Aphids also vector a viral disease named barley yellow dwarf (BYD) and a related disease called cereal yellow dwarf. Wheat and barley can be severely damaged, but oats are most susceptible to this disease. BYD is present in most fields in most years throughout Georgia. Yield losses of 5-15% are common but losses can exceed 30% during severe epidemics. Infection can occur from seedling emergence through heading, but yield loss is greatest when plants are infected as seedlings in the fall. Although all aphids can potentially transmit certain strains of the virus, infections in the Southeast are mostly associated with infestations of bird cherry-oat aphid and rice root aphid. Planting date is the single most important management practice, with early plantings generally have greater aphid numbers and greater BYD incidence than late plantings.

To sample aphids, inspect plants in 12 inches of row in fall and 6 inches of row in winter.
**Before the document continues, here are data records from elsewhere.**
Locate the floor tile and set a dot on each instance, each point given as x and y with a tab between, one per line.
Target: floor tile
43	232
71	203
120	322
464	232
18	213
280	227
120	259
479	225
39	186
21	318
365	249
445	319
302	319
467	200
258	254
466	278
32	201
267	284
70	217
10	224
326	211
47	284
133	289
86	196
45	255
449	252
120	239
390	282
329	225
In spring, inspect 10 grain heads (+ flag leaf) per sample. Count all aphids on both the flag leaf and head for making control decisions. Sample plants at 8 to 16 locations per field. Treat when populations reach or exceed the following thresholds:

Seedlings: 1 bird cherry-oat aphids per row foot, or 10 greenbugs per row foot.

2 or more tillers per plant: 6 aphids per row foot.

Stem elongation to just before flag leaf emergence: 2 aphids per stem.

Flag leaf emergence: 5 aphids per flag leaf.

Heading emergence to early dough stage: 10 aphids per head.

Do not treat for aphids after mid-dough stage.